The present conference, being part of a food waste awareness raising project* by 6 European countries - Bulgaria, Croatia, Estonia, Latvia, Lithuania and Romania - is intended to gather researchers and activists from both less and more optimistic countries in the least optimistic country to provide an opportunity for them to share their experiences of tackling food waste and show inspiring examples of successful campaigning that resulted in greater public awareness and reduction of the waste.

European Commissioner in charge of food safety and public health, Vytenis Andriukaitis, and DG SANTE expert on food waste Alexandra Nikolakopoulou (tbc) will update our conference on EU-level actions concerning food wastage.

Dr Sophie Hieke, Head of Consumer Science at European Food Information Council (EUFIC), will present a project entitled "Don't be a food waster" which deals with consumer behaviour towards food waste. She will talk about the first findings from a recent empirical research into consumer attitudes and behaviour towards food.

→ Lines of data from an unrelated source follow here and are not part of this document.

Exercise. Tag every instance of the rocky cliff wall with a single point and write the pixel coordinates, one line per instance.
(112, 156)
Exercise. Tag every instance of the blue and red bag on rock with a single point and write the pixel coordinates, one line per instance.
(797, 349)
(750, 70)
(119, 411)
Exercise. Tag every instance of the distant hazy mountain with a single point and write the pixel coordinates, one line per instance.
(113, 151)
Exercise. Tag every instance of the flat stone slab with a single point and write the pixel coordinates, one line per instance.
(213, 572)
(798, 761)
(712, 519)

Lisanne van Geffen, doctoral student at Wageningen University (the only university in the Netherlands to focus specifically on the theme 'healthy food and living environment'), will address determinants of household food waste, based on a survey held across 4 EU countries; she will also present insights on the factors influencing consumer awareness: it turns out that the awareness of consequences does not significantly affect household food waste, whereas perceptions of how much others waste have a big impact, which has important implications for anti-food waste campaigns. The research is part of the EU project REFRESH.

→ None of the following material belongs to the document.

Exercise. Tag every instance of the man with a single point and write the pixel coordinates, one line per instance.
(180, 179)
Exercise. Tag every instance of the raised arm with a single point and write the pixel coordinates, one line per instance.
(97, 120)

Ingela Morfeldt, project manager at Malmö Municipality (Sweden), will inspire us with an example of award winning communication campaign: "Tack för maten" (Loved the food. Thanks) was anti-food waste campaign that won the prestigious ISWA award for the world's best communication campaign in 2014.

(To be updated.)

* The conference "Food Waste at Home & Ways to Address It" is part of the project "Global learning approach to food waste in non-formal education" (2017-2020) which is partly supported by the European Commission. The project aims to fill the gap of awareness of and poor educational base for global interlinkages of food waste in the 6 countries; increase knowledge on how the food waste is globally related to climate change; raise target groups' awareness on interdependencies between developing and developed countries regarding food production and consumption; and promote food waste avoidance skills/alter consumption patterns in households.

Some 122 trainings in working places as well 90 other trainings, multipliers skill-building workshops and 110 events featuring Food Labs („Cook your way to global understanding") will take place in 6 countries during the period of project implementation.